The U.S. Food and Drug Administration approved the Pfizer-BioNTech vaccine for emergency use on December 11, paving the way for drug manufacturers to supply the government with an initial 100 million doses.
The agreement announced on Wednesday stipulates that the companies will deliver at least 70 million additional doses by June 30, while the remaining 30 million doses will be delivered by July 31. The government can also buy up to an additional 400 million doses.
The Pfizer-BioNTech vaccine is the first of two approved by the Food and Drug Administration for emergency use, the second was developed by rival Moderna, Inc. The first shipments of Pfizer-BioNTech vaccine across the United States began on December 13.

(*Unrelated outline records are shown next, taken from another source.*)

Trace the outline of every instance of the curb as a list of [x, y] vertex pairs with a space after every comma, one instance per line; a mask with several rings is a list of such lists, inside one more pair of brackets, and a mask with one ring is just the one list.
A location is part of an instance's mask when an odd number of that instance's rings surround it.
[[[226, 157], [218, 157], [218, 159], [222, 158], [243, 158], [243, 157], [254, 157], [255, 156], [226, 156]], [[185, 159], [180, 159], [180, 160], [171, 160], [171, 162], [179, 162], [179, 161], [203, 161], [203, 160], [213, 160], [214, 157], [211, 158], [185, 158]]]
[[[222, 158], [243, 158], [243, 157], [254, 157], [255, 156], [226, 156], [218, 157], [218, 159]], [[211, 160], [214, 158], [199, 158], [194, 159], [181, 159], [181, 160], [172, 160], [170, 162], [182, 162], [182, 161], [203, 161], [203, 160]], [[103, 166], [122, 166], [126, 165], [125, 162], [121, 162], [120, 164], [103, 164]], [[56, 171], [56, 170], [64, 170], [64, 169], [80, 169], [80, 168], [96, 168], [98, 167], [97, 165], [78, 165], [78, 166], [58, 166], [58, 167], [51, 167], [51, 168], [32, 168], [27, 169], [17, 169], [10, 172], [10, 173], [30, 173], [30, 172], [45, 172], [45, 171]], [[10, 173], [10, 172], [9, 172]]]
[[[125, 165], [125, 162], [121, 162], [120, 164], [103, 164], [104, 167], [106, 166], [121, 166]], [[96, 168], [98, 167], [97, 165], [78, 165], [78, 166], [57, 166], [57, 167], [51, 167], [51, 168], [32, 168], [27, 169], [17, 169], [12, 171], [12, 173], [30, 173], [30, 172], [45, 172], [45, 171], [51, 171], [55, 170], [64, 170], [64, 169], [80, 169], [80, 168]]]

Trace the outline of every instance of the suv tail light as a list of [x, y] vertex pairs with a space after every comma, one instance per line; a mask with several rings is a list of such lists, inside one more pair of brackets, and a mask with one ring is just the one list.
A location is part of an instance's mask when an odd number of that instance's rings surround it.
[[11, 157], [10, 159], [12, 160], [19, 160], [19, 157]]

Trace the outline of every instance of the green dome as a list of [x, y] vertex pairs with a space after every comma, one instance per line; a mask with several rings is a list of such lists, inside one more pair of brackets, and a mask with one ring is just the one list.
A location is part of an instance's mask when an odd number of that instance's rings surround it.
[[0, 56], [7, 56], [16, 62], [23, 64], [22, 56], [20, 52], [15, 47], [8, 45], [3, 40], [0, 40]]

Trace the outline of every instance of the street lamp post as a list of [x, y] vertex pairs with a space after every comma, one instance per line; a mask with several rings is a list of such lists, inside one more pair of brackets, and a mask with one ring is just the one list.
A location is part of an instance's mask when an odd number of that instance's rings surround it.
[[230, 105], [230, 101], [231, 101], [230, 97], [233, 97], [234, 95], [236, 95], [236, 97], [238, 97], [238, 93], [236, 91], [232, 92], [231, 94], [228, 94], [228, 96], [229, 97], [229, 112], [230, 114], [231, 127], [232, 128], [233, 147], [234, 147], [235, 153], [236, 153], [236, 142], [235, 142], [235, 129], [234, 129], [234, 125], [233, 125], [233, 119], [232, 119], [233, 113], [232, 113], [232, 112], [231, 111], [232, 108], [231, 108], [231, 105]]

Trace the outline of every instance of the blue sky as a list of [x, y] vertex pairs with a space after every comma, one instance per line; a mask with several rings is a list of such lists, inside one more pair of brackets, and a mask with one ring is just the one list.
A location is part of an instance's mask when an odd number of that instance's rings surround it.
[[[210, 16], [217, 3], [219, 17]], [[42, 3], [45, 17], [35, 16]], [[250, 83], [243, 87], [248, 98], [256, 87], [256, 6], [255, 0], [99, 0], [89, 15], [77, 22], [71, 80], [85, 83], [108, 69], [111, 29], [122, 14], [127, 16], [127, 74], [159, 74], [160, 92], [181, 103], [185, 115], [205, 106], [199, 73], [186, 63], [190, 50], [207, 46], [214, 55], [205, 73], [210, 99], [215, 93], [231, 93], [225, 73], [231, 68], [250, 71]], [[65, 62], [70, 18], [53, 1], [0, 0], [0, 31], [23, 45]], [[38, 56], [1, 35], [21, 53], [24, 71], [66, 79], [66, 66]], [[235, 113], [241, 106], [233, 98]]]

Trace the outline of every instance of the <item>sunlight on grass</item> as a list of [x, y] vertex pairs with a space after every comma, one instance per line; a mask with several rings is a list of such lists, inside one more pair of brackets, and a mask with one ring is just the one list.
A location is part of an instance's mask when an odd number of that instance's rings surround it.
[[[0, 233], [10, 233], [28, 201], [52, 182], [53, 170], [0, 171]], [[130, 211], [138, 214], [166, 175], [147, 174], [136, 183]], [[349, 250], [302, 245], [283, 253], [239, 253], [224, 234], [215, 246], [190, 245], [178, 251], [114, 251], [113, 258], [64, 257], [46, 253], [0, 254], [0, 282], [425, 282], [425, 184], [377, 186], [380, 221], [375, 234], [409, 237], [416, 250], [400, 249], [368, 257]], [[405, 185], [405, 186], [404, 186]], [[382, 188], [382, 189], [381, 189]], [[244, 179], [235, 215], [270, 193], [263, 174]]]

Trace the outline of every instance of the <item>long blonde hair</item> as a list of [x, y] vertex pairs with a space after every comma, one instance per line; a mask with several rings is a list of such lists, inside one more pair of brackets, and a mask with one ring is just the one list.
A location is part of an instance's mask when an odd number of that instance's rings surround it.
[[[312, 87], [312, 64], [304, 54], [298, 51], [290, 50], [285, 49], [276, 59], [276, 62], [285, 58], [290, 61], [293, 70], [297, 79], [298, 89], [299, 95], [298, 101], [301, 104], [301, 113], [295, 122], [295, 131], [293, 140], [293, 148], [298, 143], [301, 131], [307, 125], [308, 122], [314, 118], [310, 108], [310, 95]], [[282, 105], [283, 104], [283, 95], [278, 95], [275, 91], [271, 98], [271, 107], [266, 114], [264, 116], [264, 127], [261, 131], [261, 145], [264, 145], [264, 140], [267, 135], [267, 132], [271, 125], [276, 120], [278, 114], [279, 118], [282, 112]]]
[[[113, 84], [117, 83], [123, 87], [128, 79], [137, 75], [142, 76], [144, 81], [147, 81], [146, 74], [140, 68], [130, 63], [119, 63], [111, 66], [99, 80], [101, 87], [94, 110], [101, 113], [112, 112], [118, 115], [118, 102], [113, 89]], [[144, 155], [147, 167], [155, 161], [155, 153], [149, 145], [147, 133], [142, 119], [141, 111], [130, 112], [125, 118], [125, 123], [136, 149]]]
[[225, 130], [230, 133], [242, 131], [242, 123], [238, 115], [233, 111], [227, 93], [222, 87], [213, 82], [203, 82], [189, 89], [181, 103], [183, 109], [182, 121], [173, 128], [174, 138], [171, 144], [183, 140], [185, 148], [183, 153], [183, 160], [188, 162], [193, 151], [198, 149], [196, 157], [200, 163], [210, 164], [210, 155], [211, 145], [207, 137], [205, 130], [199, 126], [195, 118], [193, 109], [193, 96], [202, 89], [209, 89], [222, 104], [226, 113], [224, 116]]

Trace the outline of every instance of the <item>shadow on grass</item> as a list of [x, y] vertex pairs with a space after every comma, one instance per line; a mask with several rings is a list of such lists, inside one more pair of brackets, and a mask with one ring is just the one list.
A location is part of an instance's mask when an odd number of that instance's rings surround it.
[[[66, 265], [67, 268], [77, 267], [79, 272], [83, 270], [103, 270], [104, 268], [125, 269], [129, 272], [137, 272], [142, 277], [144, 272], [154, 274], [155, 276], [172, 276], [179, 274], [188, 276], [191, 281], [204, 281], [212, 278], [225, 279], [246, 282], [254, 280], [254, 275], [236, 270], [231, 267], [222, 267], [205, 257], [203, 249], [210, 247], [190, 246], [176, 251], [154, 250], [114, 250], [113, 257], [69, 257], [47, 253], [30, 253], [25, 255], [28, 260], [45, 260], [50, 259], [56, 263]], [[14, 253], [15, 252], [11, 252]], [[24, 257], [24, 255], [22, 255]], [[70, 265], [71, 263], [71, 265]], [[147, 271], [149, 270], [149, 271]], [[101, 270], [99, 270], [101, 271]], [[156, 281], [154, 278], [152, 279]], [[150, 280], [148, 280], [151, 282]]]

The United States still leads the world in mortality from COVID-19, with nearly 323,000, and in infections, with more than 18.2 million, according to Johns Hopkins University. Coronavirus causes COVID-19 disease.
Healthcare workers and residents of nursing homes were among the first to be vaccinated. More than 600,000 people in the U.S. have received their first doses since Monday, according to the U.S. Centers for Disease Control and Prevention.
Both Pfizer-BioNTech and Moderna need two stitches to be fully effective.